L’AMFAR (American Foundation for Aids Research) a conduit une étude prospective chez 330 patients traités par d4T+3TC3 [[CJ Cohen et al, Conference on Retroviruses and Opportunistic Infections, Washington DC, February 1997, Abstract 556]]. Chez les 35 patients naïfs traités par d4T+3TC, la baisse initiale de la charge virale est de 1,18 log (charge virale moyenne au départ : 5,46 log). Une baisse significative a également été observée chez les patients prétraités par AZT ou d4T. Mais chez les patients traités initialement par AZT+3TC (25 patients), la baisse de la charge virale lors du traitement par d4T+3TC n’est plus que de 0,4 log.
Cet effet délétère de la zidovudine se retrouve dans les combinaisons thérapeutiques associant un inhibiteur de protéase.
Les résultats à 52 semaines de l’essai Avanti 2 [[ICAAC 97,Toronto, J. Gersotoft, Avanti Study Group, Abstract I 87]] (AZT + 3TC vs AZT+3TC+Indinavir chez patients naïfs) indiquent que 45% des personnes traités par AZT+3TC+IDV ont moins de 50 copies/ml VIH-RNA. A un an, ce traitement ne permet d’atteindre l’objectif voulu que chez la moitié des personnes traités.
Gulick [[ICAAC 97,R.Gulick, Abstract I 87]] a montré les résultats à 52 semaines de AZT+3TC+IDV chez des patients prétraités par AZT et donc le tolérant bien : 22/29 (76%) des patients ont alors une charge virale inférieure à 50 copies/ml. Mais cette population se présentait d’avance avec un profil favorable puisque tolérante à l’AZT.
Prescrire un traitement à base de zidovudine expose à un taux d’échec supérieur du seul fait de la tolérance difficile de la zidovudine. Chez des patients dont on ne sait pas s’ils vont bien tolérer la zidovudine, le taux d’échecs est 50% supérieur à celui d’une population connue pour bien la tolérer.

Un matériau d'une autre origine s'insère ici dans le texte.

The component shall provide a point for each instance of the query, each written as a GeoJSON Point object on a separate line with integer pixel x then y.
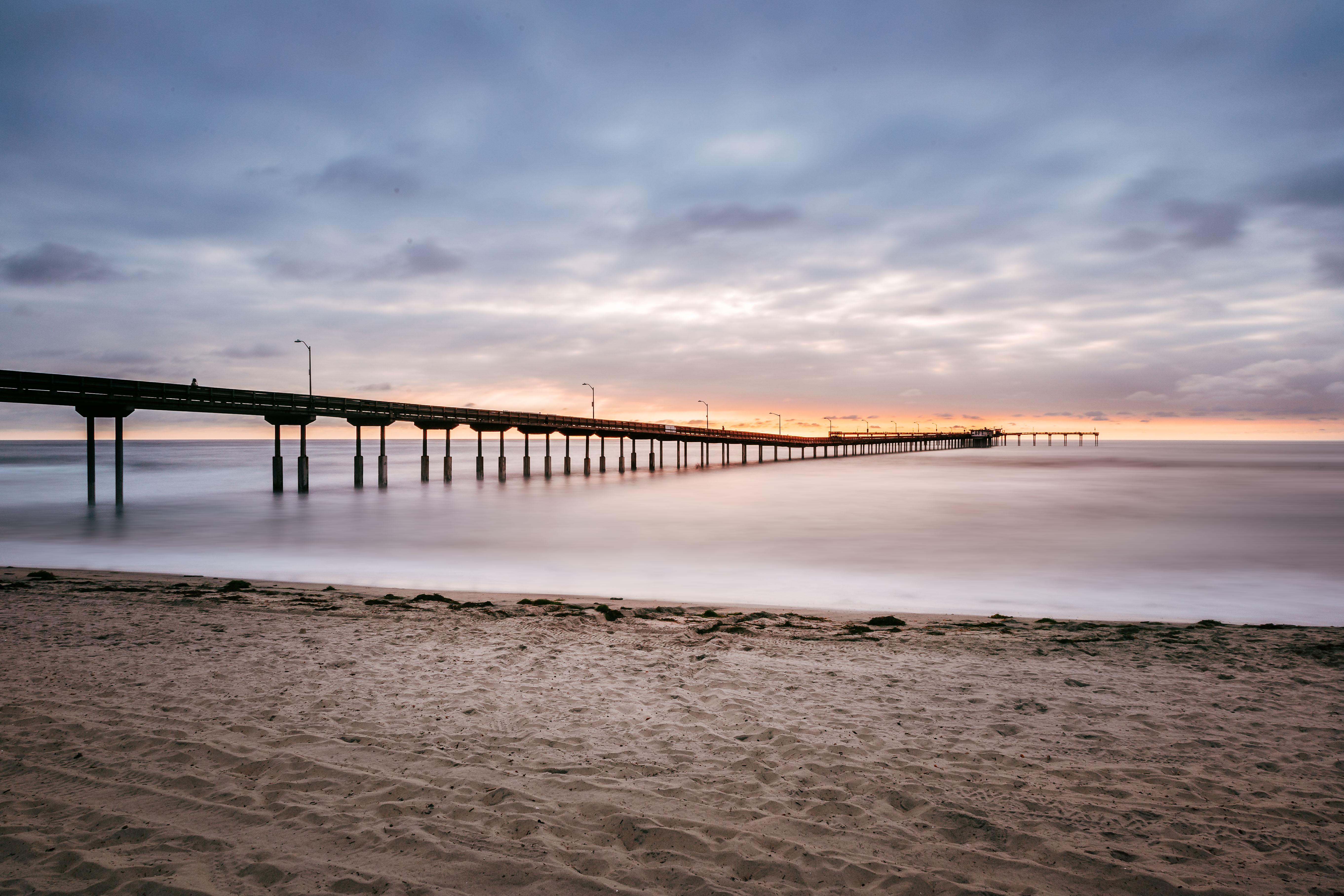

La zidovudine peut augmenter l’activité de la transcriptase inverse et favoriser la réplication du VIH
Les travaux de Eric J. Arts sur le mécanisme de résistance à l’AZT [[Arts, E.J et al. Mechanisms of nucleosidic analog antiviral activity and resistance during human immunodeficiency virus reverse transcription. Antimicrobial Agents and Chemo 1196, 40:527-540]] ont montré selon lui que l’AZT «est préjudiciable à l’efficacité d’autres produits de sa classe parce que dès qu’une mutation apparaît, l’activité de la transcriptase inverse s’accroît, en conséquence la probabilité que d’autres mutations conférant une résistance à toute autres antirétroviral, y compris les INNTI ou les inhibiteurs de la protéase augmentent». De façon encore plus explicite, Eric J. Arts déclare que «la perte d’efficacité de la ddC ou de la ddI en association avec l’AZT n’est pas due à l’apparition de mutations spécifiques de la ddC ou de la ddI mais à un polymorphisme généré par l’activité accrue d’une transcriptase inverse sélectionnée par l’AZT et constamment stimulée par AZT-MP».
Conclusion
L’objectif de ce dossier de presse est d’attirer l’attention des pouvoirs publics et des autorités médicales. Notre propos n’est pas de défendre un traitement plus qu’un autre mais de nous battre pour que les personnes atteintes aient accès à l’information la plus précise possible sur les alternatives thérapeutiques.